Preliminary plans for the Vin Scelsa Archive Project, developed for (hopeful) future work in collaboration with Fordham University Libraries and WFUV.
- The goal of the overall project is to reformat Vin's collection of audio interview recordings and make them as accessible as copyright and storage will allow.
- The goal of this GitHub repository is to (eventually) capture metadata and transcriptions for the interviews as well as provide status and workflow documentation.
.
├── interviews/ # folder per interview
│ ├── yyyy-mm-dd-guest-name/ # template folder, showing naming format
│ │ ├── _metadata.csv # metadata for individual interview and digitiazed audio file
│ │ ├── _transcription_raw.md # automatic transcription text of individual interview, generated by WhisperAI
│ │ ├── _transcription_edited.md # edited transcription text of individual interview, reviewed by a human
├── metadata/
│ ├── vs-metadata-template.csv # metadata template for the project
│ ├── compiled/ # directory for compiled metadata for the project
│ │ ├── vs-metadata-master.csv # compiled master metadata file
├── workflow/ # workflow documentation
│ ├── vs-project-board.tsv # exported data from Project Board status tracker
├── .github/workflows/
│ ├── create-interview-folder.yml # Action for _metadata.csv file upload to trigger new folder creation in interviews/ directory
├── LICENSE # Opted for MIT
└── README.md # what you're currently reading 🙂
- From the /metadata directory, download the template file vs-metadata-template.csv.
- Open template, add any known metadata for the interview and save the updated file using the interview date and guest name in the following naming format: yyyy-mm-dd-guest-name_metadata.csv.
- Upload the _metadata.csv file to vs-archive-project/interviews.

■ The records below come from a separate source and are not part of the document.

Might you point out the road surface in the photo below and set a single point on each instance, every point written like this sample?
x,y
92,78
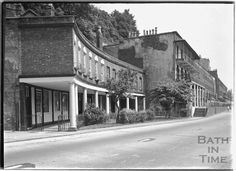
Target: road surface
x,y
200,143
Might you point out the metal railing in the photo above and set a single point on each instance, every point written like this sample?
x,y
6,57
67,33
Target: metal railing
x,y
62,123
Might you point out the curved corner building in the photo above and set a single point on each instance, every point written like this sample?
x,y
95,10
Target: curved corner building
x,y
56,71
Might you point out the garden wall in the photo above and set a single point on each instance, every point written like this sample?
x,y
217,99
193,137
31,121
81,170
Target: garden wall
x,y
216,110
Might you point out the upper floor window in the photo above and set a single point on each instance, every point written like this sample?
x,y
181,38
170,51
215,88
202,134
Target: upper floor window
x,y
114,73
108,72
141,83
102,70
90,64
45,100
96,66
78,53
177,52
177,72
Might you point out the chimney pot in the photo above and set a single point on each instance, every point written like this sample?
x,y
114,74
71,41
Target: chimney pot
x,y
99,37
129,34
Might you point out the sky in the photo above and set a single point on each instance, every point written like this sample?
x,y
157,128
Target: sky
x,y
208,28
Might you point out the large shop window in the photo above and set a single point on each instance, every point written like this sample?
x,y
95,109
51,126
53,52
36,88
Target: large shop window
x,y
57,101
65,102
108,72
45,101
38,102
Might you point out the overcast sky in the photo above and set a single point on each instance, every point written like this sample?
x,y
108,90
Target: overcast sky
x,y
208,28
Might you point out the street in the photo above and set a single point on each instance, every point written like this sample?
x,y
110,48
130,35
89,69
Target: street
x,y
200,143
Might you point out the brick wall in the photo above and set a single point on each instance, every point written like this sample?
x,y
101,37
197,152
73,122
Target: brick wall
x,y
47,50
12,70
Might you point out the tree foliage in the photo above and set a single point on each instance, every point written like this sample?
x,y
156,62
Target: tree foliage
x,y
169,92
118,88
115,26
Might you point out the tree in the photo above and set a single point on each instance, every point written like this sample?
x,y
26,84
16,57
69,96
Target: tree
x,y
169,92
124,22
120,87
115,26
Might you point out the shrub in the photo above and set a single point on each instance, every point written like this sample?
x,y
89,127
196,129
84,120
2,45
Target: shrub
x,y
142,116
150,114
131,116
156,109
94,115
112,115
123,118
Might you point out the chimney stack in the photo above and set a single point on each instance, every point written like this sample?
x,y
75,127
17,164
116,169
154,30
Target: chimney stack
x,y
52,9
129,35
99,37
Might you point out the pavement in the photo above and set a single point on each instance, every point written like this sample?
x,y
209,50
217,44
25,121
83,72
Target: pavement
x,y
52,132
161,144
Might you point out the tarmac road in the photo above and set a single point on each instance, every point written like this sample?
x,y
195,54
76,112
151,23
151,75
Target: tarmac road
x,y
169,145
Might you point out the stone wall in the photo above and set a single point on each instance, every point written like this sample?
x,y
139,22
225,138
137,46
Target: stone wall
x,y
12,69
47,50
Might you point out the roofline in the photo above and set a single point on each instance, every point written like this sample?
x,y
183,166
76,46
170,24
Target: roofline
x,y
171,32
103,54
92,47
182,40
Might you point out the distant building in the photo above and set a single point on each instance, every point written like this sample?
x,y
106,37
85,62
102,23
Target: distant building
x,y
168,56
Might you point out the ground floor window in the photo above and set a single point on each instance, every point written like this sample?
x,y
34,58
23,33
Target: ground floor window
x,y
38,101
45,101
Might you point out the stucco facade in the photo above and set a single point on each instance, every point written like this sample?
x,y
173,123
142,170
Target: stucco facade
x,y
51,69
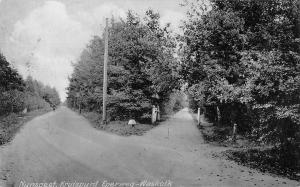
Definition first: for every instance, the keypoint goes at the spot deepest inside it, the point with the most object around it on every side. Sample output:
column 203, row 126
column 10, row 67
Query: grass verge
column 117, row 127
column 264, row 158
column 12, row 123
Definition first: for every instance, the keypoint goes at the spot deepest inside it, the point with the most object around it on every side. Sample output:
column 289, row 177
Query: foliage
column 242, row 56
column 141, row 69
column 17, row 94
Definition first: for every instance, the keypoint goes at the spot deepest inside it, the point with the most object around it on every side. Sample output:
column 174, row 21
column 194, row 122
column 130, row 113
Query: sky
column 42, row 38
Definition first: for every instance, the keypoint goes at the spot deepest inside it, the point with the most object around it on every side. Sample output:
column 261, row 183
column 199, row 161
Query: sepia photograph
column 149, row 93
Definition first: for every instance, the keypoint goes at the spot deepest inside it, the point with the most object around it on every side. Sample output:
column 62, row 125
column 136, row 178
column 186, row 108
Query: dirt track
column 62, row 146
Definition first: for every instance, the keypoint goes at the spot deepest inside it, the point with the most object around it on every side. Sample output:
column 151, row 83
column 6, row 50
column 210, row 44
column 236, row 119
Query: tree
column 141, row 73
column 242, row 57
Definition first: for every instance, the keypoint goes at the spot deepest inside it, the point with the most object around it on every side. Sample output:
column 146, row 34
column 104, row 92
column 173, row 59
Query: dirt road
column 62, row 146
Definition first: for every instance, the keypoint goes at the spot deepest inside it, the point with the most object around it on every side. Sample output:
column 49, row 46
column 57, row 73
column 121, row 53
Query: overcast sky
column 42, row 37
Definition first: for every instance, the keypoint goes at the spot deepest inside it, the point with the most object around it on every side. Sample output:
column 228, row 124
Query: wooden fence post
column 198, row 116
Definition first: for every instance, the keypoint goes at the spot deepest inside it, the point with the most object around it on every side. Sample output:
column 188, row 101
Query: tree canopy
column 141, row 68
column 242, row 57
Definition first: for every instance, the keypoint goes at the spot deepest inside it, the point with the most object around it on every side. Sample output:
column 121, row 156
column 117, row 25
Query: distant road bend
column 62, row 146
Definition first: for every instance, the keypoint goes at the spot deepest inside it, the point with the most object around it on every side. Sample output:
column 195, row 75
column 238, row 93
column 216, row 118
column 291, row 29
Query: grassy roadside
column 12, row 123
column 117, row 127
column 264, row 158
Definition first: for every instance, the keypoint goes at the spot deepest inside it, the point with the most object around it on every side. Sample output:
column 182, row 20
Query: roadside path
column 63, row 146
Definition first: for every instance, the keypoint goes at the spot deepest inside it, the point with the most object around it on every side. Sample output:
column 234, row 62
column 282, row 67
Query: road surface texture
column 63, row 146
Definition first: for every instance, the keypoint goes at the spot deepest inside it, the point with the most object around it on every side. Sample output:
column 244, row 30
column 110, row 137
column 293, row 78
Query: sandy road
column 62, row 146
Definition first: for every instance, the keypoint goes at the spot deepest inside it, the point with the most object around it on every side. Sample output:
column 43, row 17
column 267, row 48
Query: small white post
column 234, row 132
column 198, row 116
column 158, row 113
column 154, row 116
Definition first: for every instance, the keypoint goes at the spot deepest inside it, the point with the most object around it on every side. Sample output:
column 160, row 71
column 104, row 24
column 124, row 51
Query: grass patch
column 268, row 160
column 11, row 124
column 117, row 127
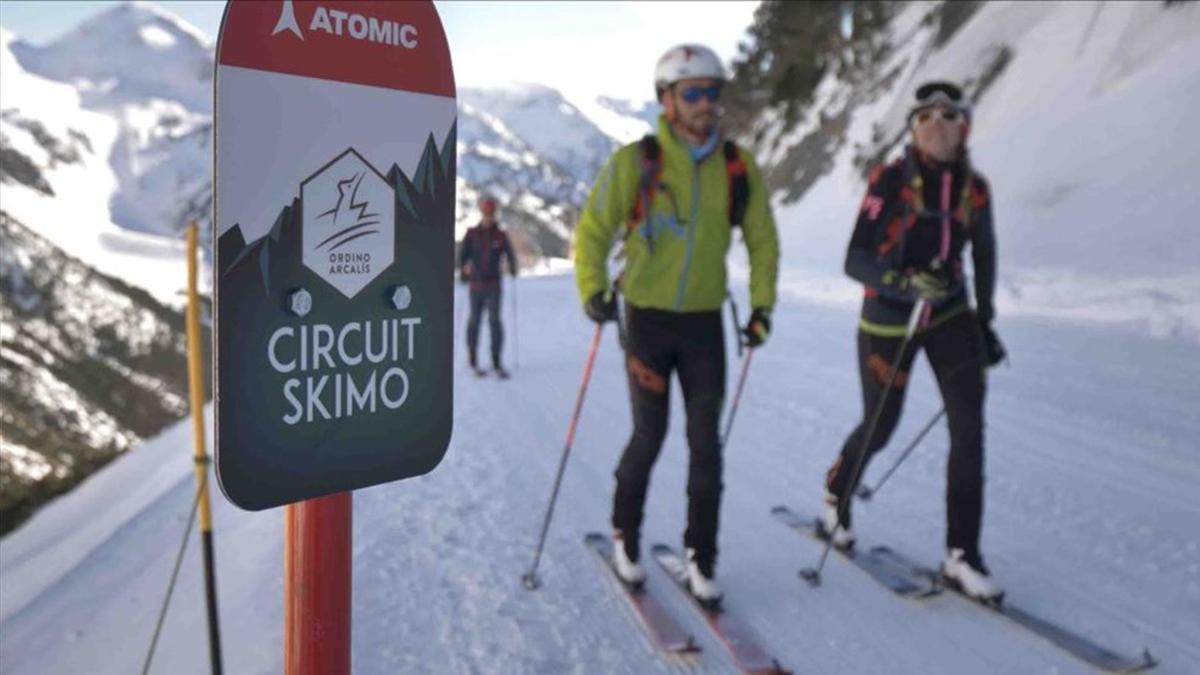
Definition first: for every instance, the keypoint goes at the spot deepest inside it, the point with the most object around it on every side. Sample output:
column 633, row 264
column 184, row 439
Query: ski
column 737, row 638
column 1063, row 638
column 880, row 562
column 665, row 631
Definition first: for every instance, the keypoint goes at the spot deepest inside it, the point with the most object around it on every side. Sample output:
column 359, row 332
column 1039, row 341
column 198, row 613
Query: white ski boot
column 630, row 572
column 843, row 536
column 702, row 585
column 971, row 577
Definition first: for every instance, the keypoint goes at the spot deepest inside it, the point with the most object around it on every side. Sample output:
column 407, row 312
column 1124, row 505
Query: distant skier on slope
column 673, row 198
column 918, row 215
column 479, row 263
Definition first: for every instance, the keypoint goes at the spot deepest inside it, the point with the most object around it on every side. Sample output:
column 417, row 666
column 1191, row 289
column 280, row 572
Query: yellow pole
column 196, row 384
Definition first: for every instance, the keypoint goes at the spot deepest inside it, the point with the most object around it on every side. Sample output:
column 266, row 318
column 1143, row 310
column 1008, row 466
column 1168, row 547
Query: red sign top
column 377, row 43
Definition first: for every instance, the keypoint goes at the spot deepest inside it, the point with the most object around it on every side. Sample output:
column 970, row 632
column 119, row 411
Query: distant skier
column 672, row 199
column 919, row 213
column 479, row 263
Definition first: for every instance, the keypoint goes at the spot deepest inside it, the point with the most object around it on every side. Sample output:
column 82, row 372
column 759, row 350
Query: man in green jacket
column 672, row 202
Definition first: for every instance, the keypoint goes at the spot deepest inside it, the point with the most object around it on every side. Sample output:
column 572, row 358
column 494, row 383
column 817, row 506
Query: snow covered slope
column 57, row 179
column 1084, row 126
column 112, row 126
column 89, row 365
column 1091, row 521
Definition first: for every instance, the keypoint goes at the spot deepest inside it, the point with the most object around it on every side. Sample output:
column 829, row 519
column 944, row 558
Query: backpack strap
column 651, row 159
column 738, row 183
column 651, row 154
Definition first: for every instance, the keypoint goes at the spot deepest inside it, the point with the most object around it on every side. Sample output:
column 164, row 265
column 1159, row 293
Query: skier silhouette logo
column 287, row 21
column 343, row 213
column 348, row 222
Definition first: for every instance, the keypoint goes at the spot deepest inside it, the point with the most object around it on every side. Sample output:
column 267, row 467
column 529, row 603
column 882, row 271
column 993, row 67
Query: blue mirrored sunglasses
column 694, row 94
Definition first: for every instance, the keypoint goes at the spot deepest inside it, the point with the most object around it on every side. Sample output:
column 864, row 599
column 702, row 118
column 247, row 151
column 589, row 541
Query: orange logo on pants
column 881, row 369
column 646, row 377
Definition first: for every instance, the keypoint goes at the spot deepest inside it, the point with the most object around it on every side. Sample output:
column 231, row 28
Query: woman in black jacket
column 919, row 214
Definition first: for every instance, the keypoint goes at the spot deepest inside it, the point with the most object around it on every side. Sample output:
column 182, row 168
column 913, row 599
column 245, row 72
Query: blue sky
column 583, row 48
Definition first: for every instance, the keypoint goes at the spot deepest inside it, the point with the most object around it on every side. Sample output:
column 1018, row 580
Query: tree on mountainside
column 793, row 45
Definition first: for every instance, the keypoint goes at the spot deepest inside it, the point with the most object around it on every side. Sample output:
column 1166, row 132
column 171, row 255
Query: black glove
column 993, row 348
column 601, row 306
column 759, row 327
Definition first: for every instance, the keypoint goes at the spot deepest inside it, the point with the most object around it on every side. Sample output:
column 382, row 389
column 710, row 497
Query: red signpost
column 318, row 100
column 317, row 584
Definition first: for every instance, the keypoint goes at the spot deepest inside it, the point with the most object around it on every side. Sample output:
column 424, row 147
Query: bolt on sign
column 334, row 214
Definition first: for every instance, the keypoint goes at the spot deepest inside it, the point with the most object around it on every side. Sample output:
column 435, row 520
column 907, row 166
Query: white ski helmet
column 687, row 61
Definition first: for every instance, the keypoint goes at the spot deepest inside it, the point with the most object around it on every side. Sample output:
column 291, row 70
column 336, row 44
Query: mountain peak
column 151, row 23
column 106, row 57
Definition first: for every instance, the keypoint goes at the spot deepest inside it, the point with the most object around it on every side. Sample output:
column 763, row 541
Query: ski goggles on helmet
column 693, row 95
column 929, row 114
column 943, row 95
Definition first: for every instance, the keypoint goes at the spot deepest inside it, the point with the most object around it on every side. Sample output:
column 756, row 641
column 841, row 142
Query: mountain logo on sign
column 348, row 222
column 359, row 27
column 287, row 21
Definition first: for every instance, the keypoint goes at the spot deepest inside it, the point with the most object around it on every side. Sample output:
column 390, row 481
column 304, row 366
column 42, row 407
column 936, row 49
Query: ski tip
column 811, row 575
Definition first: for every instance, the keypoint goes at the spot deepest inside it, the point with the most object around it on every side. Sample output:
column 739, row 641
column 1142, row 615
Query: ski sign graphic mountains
column 334, row 211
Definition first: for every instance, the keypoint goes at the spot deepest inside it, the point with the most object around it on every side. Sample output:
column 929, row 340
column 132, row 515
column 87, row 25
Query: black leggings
column 955, row 353
column 486, row 299
column 693, row 345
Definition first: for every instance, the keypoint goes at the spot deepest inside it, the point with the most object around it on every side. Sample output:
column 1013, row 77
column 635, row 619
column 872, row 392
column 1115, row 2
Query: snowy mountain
column 89, row 366
column 117, row 143
column 103, row 160
column 162, row 151
column 1090, row 521
column 1083, row 126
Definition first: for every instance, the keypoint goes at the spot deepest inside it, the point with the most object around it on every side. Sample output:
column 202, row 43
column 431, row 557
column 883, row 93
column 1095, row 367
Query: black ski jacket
column 483, row 248
column 917, row 210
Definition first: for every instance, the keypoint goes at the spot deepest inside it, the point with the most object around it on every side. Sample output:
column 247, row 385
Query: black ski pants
column 955, row 352
column 691, row 345
column 485, row 299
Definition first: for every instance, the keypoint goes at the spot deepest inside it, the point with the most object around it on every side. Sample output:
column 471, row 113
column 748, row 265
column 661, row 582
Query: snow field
column 1090, row 520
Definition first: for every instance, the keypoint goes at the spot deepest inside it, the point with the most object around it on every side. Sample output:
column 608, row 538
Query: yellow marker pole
column 196, row 384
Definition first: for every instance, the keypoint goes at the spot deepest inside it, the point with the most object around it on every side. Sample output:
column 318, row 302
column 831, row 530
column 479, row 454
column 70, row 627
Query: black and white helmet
column 940, row 93
column 687, row 61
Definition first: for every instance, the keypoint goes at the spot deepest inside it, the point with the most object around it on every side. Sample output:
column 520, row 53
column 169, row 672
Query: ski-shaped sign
column 335, row 145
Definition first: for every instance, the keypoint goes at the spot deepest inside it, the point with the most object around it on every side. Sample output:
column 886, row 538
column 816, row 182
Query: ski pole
column 813, row 574
column 531, row 580
column 865, row 493
column 516, row 334
column 737, row 396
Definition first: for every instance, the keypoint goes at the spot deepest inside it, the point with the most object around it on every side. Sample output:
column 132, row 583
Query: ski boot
column 701, row 580
column 969, row 574
column 831, row 525
column 624, row 560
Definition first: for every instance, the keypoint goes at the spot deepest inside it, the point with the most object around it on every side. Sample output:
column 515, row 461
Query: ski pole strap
column 737, row 323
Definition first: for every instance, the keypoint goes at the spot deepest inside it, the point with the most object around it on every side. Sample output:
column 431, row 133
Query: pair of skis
column 667, row 633
column 499, row 372
column 909, row 579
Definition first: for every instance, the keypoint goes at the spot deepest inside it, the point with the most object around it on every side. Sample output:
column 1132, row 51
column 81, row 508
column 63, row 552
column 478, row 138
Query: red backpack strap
column 738, row 181
column 651, row 155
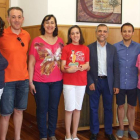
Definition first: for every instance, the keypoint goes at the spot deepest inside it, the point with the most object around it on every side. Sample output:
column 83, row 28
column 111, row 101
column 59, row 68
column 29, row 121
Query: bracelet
column 30, row 83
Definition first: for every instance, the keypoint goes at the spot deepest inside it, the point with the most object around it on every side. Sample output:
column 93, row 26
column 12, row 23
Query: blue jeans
column 15, row 95
column 47, row 100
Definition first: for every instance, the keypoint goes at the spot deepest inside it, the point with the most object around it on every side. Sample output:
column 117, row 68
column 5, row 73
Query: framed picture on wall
column 99, row 11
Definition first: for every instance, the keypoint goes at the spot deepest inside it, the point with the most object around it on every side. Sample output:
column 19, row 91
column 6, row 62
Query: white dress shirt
column 102, row 64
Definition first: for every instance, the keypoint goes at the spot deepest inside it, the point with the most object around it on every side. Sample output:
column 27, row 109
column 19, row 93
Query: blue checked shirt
column 127, row 61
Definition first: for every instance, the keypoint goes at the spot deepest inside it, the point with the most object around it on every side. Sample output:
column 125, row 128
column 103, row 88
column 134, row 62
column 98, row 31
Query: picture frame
column 99, row 11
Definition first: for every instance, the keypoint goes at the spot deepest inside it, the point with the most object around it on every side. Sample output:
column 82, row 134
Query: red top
column 74, row 54
column 47, row 66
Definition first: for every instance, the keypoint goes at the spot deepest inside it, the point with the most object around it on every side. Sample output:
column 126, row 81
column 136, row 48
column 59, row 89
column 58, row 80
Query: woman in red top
column 45, row 76
column 75, row 62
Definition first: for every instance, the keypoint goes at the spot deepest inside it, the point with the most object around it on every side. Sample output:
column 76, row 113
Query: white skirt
column 73, row 97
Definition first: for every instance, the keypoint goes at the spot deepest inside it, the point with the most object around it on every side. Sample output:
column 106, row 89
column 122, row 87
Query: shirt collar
column 98, row 44
column 132, row 42
column 10, row 31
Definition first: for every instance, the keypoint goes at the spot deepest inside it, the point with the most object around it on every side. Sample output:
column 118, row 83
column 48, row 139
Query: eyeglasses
column 19, row 39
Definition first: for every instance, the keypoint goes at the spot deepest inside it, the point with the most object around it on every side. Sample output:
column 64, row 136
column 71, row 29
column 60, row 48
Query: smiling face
column 127, row 33
column 49, row 25
column 15, row 19
column 75, row 36
column 102, row 34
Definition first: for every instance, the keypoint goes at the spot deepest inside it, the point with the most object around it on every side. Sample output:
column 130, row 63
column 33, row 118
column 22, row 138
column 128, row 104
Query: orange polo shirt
column 16, row 54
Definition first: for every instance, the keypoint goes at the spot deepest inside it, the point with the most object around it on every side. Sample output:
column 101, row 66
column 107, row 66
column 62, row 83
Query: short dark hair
column 102, row 25
column 81, row 41
column 127, row 24
column 46, row 18
column 2, row 23
column 16, row 8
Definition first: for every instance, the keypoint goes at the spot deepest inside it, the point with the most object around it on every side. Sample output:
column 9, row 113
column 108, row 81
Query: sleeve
column 137, row 62
column 3, row 63
column 32, row 50
column 87, row 54
column 64, row 53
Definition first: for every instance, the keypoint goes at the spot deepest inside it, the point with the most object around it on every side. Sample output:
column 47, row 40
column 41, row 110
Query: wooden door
column 4, row 5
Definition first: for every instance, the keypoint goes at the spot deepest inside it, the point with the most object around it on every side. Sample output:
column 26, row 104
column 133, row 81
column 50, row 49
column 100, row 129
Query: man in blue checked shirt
column 128, row 51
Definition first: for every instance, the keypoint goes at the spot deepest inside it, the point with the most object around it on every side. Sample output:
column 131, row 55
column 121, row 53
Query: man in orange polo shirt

This will trigger the Action create-interview-folder.yml which creates a new folder for the corresponding interview, containing the _metadata.csv file.
- Check vs-archive-project/interviews to confirm new folder was created, and use this folder for any future file uploads related to this interview.
Currently, a very basic metadata schema is in place for capturing essential identifying details of these interview recordings. Further evaluation should take place before the project progresses further to close the following Issues:
- Expand the metadata schema and align it with PBCore. To refine the fields used, refer to the PBCore 2.1 GitHub repository, and remember to update any previous versions of metadata files and templates.
- Establish identification (ID) number schema and plan. The physical items need ID numbers and barcodes and each corresponding digital item should be assigned as an instantiation numbers of that main ID number.
vs-archive-project-board is used as this project's central task list. Contributors to this project should add Issues and then use the Project Board to assign roles and select from the following status levels:
- To Do
- In Progress
- Review
- Done
@Contributors: Please continue to update assignments and status levels as Issues are added and tasks progress.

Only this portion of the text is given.